Los profetas ocupan un lugar interesante en el tiempo del Antiguo Testamento. Eran la voz que clama y reclama de forma constante el quehacer de Dios.

Existían toda clase de profetas. Josafat que se involucra en una disputa territorial, sugiere a Ahab consultar con los profetas. Consultó a cuatrocientos profetas y todos hablaron a favor de Ahab, pero Josafat desconfiaba de ello. Micaías no contaba con la simpatía del Rey, algo como diría Pablo: “¿acaso me he vuelto enemigo de ustedes, solamente porque les he dicho la verdad?” (Gálatas 4,16).

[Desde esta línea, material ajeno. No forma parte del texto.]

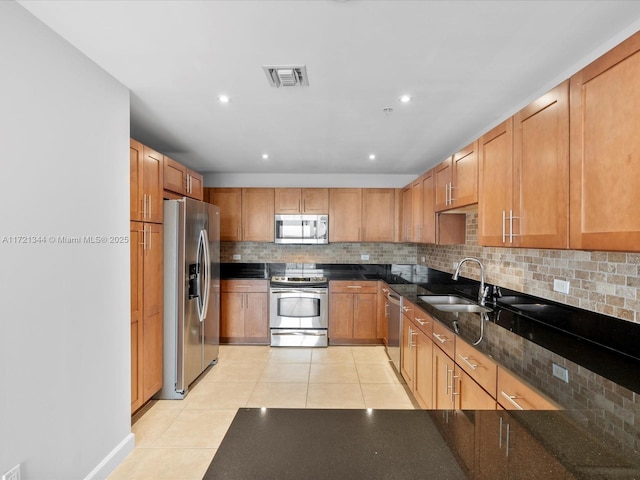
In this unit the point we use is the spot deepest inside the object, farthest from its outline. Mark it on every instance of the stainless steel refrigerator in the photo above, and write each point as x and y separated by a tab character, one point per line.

La figura del profeta está presente también hoy. Incluso en el contexto evangélico algunos que son llamados profetas, pueden ser hombres o mujeres. Claramente es una responsabilidad muy grande, sobre todo, porque deben llevar la verdad, sobre la complacencia de quienes los escuchan.

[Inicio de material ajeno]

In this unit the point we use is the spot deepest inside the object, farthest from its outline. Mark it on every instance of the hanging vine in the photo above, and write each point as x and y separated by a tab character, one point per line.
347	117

Pero, ante todo, es la voz que interpela en mi propia situación delante de Dios y ante mi hermano. Una cosa no puede ir separada de la otra, y es necesario que constantemente nos llegue esa palabra que nos hace ver todo el contexto con mayor claridad, con una mirada puesta en Dios sobre todas las cosas y en nuestro/a hermano/a como una obligación al mandamiento del amor.

Jesús fue considerado un profeta. En él está la voz de Dios que nos es revelada, la que nos desafía y nos compromete, la que nos da esperanza, a pesar de las adversidades, y nos une en una comunión bendita con el otro, con la otra.